NATO, which refused this war, will then face the question it avoided answering when the war started: at what point does a US-Iran conflict that collapses global energy markets, routes refugee flows toward European borders, and potentially involves nuclear escalation become a crisis that triggers collective defense obligations? The alliance has no agreed answer. Building one, under fire, with a disappointed and unpredictable American president, is the task Rutte has inherited.
The 77-year-old alliance has never been more consequential or more uncertain of its own purpose. Both of those facts are simultaneously true on Day 41 of a war that none of its members voted for, most of them refused to join, and all of them will live with for decades.

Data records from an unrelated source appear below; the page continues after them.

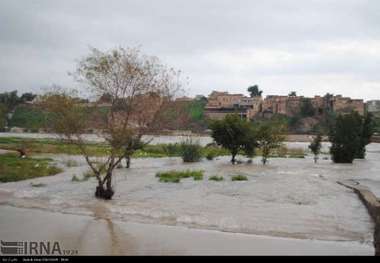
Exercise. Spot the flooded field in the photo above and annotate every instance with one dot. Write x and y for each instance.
(288, 198)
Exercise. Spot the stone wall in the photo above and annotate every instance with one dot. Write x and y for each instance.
(274, 104)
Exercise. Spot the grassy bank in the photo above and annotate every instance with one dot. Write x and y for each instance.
(101, 149)
(13, 168)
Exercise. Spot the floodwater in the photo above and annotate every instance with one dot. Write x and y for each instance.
(288, 198)
(152, 139)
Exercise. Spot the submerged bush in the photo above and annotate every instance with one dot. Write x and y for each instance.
(216, 178)
(71, 163)
(210, 156)
(176, 176)
(239, 178)
(191, 152)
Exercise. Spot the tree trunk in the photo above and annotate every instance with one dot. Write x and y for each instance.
(128, 160)
(107, 191)
(233, 159)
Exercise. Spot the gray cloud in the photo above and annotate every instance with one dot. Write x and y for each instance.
(310, 46)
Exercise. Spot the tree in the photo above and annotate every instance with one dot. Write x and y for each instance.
(270, 135)
(368, 128)
(28, 96)
(315, 146)
(3, 117)
(137, 85)
(345, 137)
(10, 99)
(254, 91)
(234, 134)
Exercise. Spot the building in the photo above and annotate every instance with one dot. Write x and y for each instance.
(222, 103)
(373, 106)
(345, 105)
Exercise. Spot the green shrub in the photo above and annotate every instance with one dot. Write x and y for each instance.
(176, 176)
(239, 178)
(210, 156)
(71, 163)
(191, 152)
(75, 179)
(216, 178)
(86, 175)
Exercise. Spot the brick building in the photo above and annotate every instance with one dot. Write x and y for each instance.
(222, 103)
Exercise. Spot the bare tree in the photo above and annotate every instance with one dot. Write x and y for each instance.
(136, 85)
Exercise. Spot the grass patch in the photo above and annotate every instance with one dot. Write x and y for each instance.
(13, 168)
(216, 178)
(71, 163)
(239, 178)
(150, 151)
(176, 176)
(191, 152)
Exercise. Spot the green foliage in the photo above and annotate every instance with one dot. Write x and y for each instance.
(28, 117)
(196, 109)
(345, 137)
(176, 176)
(368, 129)
(234, 134)
(270, 136)
(210, 156)
(239, 178)
(315, 146)
(71, 163)
(254, 91)
(13, 168)
(190, 151)
(86, 175)
(3, 116)
(216, 178)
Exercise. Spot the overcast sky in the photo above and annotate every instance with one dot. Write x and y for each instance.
(312, 47)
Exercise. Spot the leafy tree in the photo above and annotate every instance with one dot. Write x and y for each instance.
(27, 97)
(254, 91)
(345, 137)
(9, 99)
(137, 84)
(307, 108)
(368, 128)
(234, 134)
(315, 146)
(270, 135)
(3, 116)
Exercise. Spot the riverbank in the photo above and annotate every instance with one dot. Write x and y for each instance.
(101, 236)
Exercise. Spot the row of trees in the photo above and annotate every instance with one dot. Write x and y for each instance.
(9, 101)
(349, 136)
(239, 135)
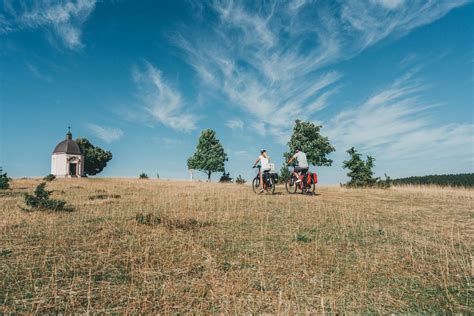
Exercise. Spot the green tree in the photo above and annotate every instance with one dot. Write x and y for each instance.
(225, 178)
(4, 180)
(95, 158)
(209, 156)
(306, 137)
(360, 171)
(240, 180)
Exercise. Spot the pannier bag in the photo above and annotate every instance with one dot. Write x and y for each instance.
(311, 178)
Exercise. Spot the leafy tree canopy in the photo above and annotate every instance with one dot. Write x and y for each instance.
(209, 156)
(95, 158)
(225, 178)
(306, 136)
(360, 171)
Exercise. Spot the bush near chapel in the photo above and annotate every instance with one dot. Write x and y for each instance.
(95, 158)
(40, 201)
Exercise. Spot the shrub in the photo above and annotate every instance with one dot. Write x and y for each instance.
(225, 178)
(4, 180)
(49, 177)
(240, 180)
(41, 201)
(176, 223)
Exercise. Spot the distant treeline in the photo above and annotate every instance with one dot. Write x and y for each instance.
(456, 180)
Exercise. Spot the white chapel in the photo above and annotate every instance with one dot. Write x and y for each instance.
(67, 160)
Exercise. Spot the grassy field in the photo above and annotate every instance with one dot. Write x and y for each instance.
(218, 248)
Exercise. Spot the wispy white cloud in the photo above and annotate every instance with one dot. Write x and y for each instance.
(65, 18)
(161, 102)
(107, 134)
(235, 123)
(394, 125)
(268, 58)
(37, 73)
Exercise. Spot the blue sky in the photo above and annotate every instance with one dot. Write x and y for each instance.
(393, 78)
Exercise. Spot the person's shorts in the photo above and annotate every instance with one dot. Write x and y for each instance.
(299, 169)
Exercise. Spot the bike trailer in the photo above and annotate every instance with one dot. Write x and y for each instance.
(311, 178)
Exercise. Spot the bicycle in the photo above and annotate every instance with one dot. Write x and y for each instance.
(292, 187)
(268, 181)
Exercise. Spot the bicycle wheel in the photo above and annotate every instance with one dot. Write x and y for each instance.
(255, 184)
(270, 185)
(290, 185)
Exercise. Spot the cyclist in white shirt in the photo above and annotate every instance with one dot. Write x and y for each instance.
(302, 164)
(264, 160)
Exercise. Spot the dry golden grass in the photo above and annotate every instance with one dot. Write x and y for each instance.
(222, 249)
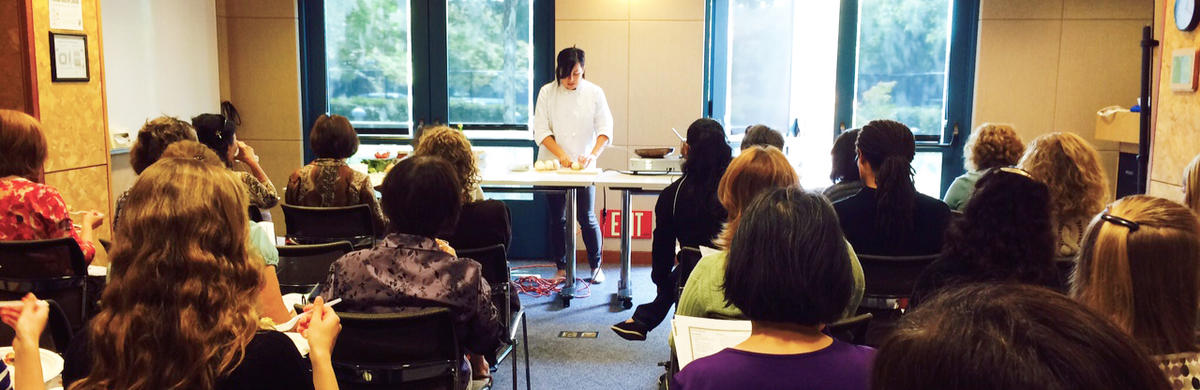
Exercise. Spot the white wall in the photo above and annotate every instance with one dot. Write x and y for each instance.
(160, 59)
(648, 57)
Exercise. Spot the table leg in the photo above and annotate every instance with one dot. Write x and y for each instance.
(624, 288)
(569, 286)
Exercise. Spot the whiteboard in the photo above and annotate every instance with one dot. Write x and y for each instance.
(160, 59)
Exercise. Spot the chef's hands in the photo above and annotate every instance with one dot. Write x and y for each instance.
(586, 161)
(564, 161)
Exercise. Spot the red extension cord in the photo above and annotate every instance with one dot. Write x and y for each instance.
(538, 287)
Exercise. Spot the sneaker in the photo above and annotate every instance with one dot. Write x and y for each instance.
(631, 330)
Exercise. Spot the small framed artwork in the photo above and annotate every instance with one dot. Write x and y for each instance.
(1183, 70)
(69, 54)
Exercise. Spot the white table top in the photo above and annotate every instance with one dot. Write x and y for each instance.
(611, 179)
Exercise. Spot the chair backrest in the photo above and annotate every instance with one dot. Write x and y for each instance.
(493, 259)
(41, 258)
(327, 225)
(892, 276)
(303, 267)
(852, 329)
(51, 269)
(413, 347)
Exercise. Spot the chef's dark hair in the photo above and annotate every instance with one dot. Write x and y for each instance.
(567, 60)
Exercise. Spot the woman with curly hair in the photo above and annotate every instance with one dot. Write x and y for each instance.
(154, 137)
(453, 147)
(989, 147)
(1003, 237)
(179, 307)
(328, 181)
(1192, 185)
(1071, 168)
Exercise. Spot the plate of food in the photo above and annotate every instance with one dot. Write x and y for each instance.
(52, 364)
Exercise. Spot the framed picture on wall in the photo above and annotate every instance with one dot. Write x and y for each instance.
(1183, 70)
(69, 54)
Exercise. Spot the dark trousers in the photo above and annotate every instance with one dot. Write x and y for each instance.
(586, 214)
(669, 279)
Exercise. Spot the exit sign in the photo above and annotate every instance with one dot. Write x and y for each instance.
(641, 228)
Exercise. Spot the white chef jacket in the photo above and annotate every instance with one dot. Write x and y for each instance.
(575, 118)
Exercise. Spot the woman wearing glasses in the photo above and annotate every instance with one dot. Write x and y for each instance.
(220, 133)
(573, 124)
(1003, 237)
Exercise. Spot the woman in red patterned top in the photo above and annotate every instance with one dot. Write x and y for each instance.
(29, 209)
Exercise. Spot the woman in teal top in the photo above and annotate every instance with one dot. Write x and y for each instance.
(989, 147)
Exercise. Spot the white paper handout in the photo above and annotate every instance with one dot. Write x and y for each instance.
(697, 337)
(66, 15)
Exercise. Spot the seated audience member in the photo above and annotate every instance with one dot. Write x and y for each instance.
(328, 181)
(1011, 336)
(1071, 168)
(1192, 185)
(408, 268)
(888, 216)
(753, 172)
(451, 145)
(989, 147)
(1005, 235)
(154, 137)
(261, 238)
(762, 136)
(480, 222)
(789, 271)
(219, 132)
(1138, 267)
(179, 307)
(845, 167)
(688, 213)
(30, 209)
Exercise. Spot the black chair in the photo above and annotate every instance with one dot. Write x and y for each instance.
(889, 279)
(328, 225)
(497, 273)
(415, 348)
(304, 267)
(851, 329)
(52, 270)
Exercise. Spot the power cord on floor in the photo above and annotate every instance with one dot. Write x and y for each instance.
(539, 287)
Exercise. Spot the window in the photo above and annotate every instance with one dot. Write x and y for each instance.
(843, 64)
(490, 61)
(369, 63)
(391, 65)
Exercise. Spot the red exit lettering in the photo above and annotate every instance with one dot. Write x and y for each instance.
(641, 228)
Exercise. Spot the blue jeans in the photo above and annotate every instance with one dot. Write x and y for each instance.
(585, 213)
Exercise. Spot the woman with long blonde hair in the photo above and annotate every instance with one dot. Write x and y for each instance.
(179, 307)
(1071, 168)
(1139, 267)
(755, 171)
(1192, 185)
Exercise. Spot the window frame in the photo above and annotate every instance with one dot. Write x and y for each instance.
(959, 88)
(430, 78)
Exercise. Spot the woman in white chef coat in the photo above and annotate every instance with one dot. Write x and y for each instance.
(573, 124)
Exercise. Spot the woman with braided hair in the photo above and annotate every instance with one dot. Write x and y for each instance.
(888, 216)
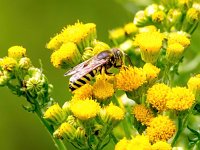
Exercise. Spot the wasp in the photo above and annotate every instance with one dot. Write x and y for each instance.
(85, 71)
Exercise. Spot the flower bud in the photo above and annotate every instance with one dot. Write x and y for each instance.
(16, 52)
(140, 18)
(25, 63)
(54, 114)
(65, 131)
(67, 56)
(130, 29)
(194, 84)
(8, 63)
(174, 52)
(117, 35)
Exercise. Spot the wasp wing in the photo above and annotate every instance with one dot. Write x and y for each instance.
(78, 68)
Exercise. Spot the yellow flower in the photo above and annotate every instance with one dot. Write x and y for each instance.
(130, 29)
(130, 78)
(55, 42)
(83, 92)
(80, 34)
(194, 84)
(140, 142)
(156, 96)
(161, 129)
(16, 52)
(150, 44)
(193, 15)
(150, 28)
(122, 144)
(117, 35)
(160, 145)
(174, 52)
(86, 109)
(143, 114)
(99, 47)
(65, 131)
(8, 63)
(158, 16)
(180, 98)
(67, 56)
(54, 114)
(102, 88)
(113, 113)
(178, 37)
(151, 71)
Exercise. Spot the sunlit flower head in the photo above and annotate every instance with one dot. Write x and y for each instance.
(65, 131)
(54, 114)
(80, 34)
(102, 88)
(83, 92)
(143, 114)
(117, 35)
(178, 37)
(156, 96)
(161, 129)
(151, 71)
(130, 78)
(67, 56)
(8, 63)
(140, 142)
(158, 16)
(86, 109)
(16, 52)
(180, 98)
(122, 144)
(150, 44)
(160, 145)
(174, 52)
(194, 84)
(55, 42)
(130, 29)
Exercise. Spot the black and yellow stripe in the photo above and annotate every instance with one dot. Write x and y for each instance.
(83, 80)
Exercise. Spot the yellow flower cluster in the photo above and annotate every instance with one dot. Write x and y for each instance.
(85, 110)
(141, 142)
(143, 114)
(156, 96)
(150, 44)
(161, 128)
(130, 78)
(180, 98)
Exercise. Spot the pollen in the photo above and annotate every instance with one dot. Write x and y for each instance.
(150, 44)
(156, 96)
(122, 144)
(194, 84)
(8, 63)
(86, 109)
(160, 145)
(180, 98)
(102, 88)
(161, 128)
(130, 78)
(140, 142)
(178, 37)
(67, 56)
(83, 92)
(143, 114)
(16, 52)
(130, 29)
(151, 71)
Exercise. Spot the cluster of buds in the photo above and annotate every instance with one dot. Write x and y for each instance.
(20, 76)
(84, 123)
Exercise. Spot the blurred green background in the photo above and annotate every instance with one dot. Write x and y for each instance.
(31, 23)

The coldest fact of this week is not that 254 people died in Lebanon while a ceasefire was being celebrated. It is not that JD Vance is flying to a city he has never visited to negotiate the most consequential arms deal in a generation with a country the US has been bombing for six weeks. It is that NATO - the most successful military alliance in history, the institution that prevented a third world war for 75 years - formally acknowledged Thursday that it did not show up when its founding member chose to go to war.
Every precedent breaks the first time. The Iran war broke this one. What fills the gap is unknown. What is certain is that nobody in Brussels, London, Berlin, or Washington has a ready answer for what the alliance is for if not this - and that the absence of a ready answer, in the current threat environment, is itself a form of danger.
The two-week clock is running. So is the longer clock that NATO's credibility depends on.